Effects of microtubule regulation on caspase-3 in PDGF-BB-stimulated VSMCs.

Serum-starved VSMCs were incubated with 1 µM paclitaxel or 0.2 µM vinorelbine for 24 h followed by 25 ng/ml PDGF-BB treatment for 24–72 h. (A) VSMC apoptosis was evaluated according to the levels of caspase-3 cleavage (an apoptosis marker). The levels of full-length caspase 3 (35 kDa) and the cleaved fragment (17–19 kDa) were assessed by western blotting.
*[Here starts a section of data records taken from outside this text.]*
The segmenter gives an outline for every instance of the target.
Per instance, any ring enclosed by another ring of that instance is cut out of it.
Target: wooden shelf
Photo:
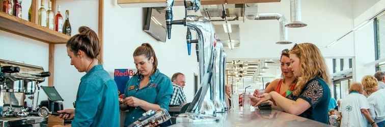
[[[65,44],[71,37],[0,12],[0,30],[49,44]]]
[[[183,6],[184,0],[174,0],[174,6]],[[166,7],[167,0],[118,0],[122,8]],[[281,0],[201,0],[202,5],[281,2]]]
The band densities were normalized to those of β-actin. The gel images shown are representative of those obtained from three independent experiments. The relative density was plotted by line graph. Mean values of the vehicle group (0.1% DMSO) were set to 1 fold. Data are expressed as means±SEM. *p<0.05, **p<0.01 vs. vehicle. (B) Immunofluorescence staining was performed using anti-α-tubulin and anti-FITC antibodies, and the VSMC nuclei were stained with DAPI (arrow: nuclear fragmentation; scale bar: 20 µm; nuclei: blue; α-tubulin: green).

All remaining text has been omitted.